保護者たちも大切な存在を守るため「冒険」をすることになり、それが子どもたちの危機を脱することにつながる展開となるだろうが、その組み立て方が楽しみである。また、アト・アティンの住人にとっての「世界」の仕組みが明かされるであろう、終盤への助走が始まっていることも感じさせる。
母を失ったウィム、執着を捨てたジョッド
一方、オニックス・シンダーではアト・アクランにて襲いかかってきたSM-33を、メモリーチップを迂回させコア・プロセッサーに過負荷がかからないようにして、拘束した上で起動させようとしていた。
起動したSM-33は、宝を嗅ぎ回る者はバラバラにしろという命令は前の船長であるタック・レノッドによるものだという。ジョッド・ナ・ナウッドによると、タック・レノッド船長は銀河で最も悪名高い海賊で、このオニックス・シンダーでアト・アティンの財宝を追うため出航したが、そのまま姿を消したのだという。
SM-33もアト・アティンの座標は覚えていないが、タック・レノッド船長はスカル・リッジ山の隠れ家に座標を隠したと明かし、一行はその隠れ家に向けてハイパースペースへ。
ジョッド・ナ・ナウッドは、タック・レノッド船長はお宝に目がくらんだ一等航海士が船長に挑戦する中、妾に裏切られて己の短剣で刺されるも、宇宙船の制御をロックしてアト・アティンに墜落させたのだと子どもたちに話す。

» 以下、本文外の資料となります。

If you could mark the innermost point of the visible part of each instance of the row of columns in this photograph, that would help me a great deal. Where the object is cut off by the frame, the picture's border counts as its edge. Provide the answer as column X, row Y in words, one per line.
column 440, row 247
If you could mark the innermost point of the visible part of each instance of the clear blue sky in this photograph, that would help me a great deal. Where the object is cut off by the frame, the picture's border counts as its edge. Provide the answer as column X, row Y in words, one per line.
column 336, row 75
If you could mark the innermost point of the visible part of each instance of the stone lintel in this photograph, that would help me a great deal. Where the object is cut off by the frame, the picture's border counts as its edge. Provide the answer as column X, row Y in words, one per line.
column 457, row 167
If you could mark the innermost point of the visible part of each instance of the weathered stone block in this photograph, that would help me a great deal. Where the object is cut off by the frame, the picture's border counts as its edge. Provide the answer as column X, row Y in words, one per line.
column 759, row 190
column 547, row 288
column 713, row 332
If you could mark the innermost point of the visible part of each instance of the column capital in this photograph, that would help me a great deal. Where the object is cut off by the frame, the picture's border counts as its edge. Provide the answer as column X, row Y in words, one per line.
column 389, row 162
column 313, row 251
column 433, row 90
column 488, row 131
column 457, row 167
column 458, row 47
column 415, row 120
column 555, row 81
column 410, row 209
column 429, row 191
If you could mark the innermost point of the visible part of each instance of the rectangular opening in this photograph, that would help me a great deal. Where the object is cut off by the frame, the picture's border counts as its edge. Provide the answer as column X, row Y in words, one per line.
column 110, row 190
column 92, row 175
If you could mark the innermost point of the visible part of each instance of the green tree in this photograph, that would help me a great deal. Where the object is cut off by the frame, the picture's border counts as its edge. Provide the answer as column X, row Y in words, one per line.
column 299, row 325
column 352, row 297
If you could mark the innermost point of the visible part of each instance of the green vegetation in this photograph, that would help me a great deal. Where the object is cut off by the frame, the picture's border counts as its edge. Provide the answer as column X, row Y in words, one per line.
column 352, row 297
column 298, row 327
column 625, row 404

想像と違った本当の宇宙の恐ろしさに圧倒され、父や母が恋しくなったウィムに、ジョッドはすぐに会えると励ますが、母にはもう会えないのだとウィムは言う。
ジョッドは、恐れや不安、両親も忘れろと助言。それらは執着であり、必要ないものであるという。ジョッド自身も忘れたといい、ウィムの強い想像力があれば、腐った銀河でも壮大な冒険を夢見られると励ます。また、何に集中力を注ぐかで真実が決まり、自身が持つビジョンを大事にすること、生きたい人生を作るのは自分自身だと言う。
やはりウィムにとって、母はもう会えない存在だった。
これは第1話「ホントの冒険ができるかも」レビューでも言及したが、母親がおらず、父親との関係が上手くいっていない主人公であるウィムは、父親が不在である少年が主人公の『E.T』や、その『E.T』を製作したアンブリン・エンターテインメントのスティーヴン・スピルバーグ作品へのオマージュである『SUPER8/スーパーエイト』の母親を失った主人公を思い起こさせる。
特に、『SUPER8/スーパーエイト』は日常の中に現れた宇宙からの存在を巡る冒険を経て、主人公が母との離別を受け入れることがドラマとなっており、ウィムにとっても故郷へ帰るための冒険で、心を成長させることになりそうだ。
ここでウィムに影響を与える存在となるのがジョッド・ナ・ナウッドとなるが、ジョッドのアドバイスは上記のように執着や不安、家族をも捨てることだと、ジェダイの教えを思わせるようなものだった。さらに、後述するが集中して真実を見出すということは、クワイ=ガン・ジンがアナキン・スカイウォーカーに教えたことと同じだ!
ジョッド自身も執着は捨てたと言っており、ジョッド・ナ・ナウッドがジェダイ・オーダーの教えに触れていたことは濃厚となってきた。この第5話「お前たちは海賊を分かっていない」で、ジョッドは様々なシーンでフォースによるテレキネシスを見せており、もはやファーンが疑っていたようなトリックの域ではなさそうである。ジョッドはジェダイから離れ、自分自身が生きたい人生を作るということで自由な海賊となったのだろうか?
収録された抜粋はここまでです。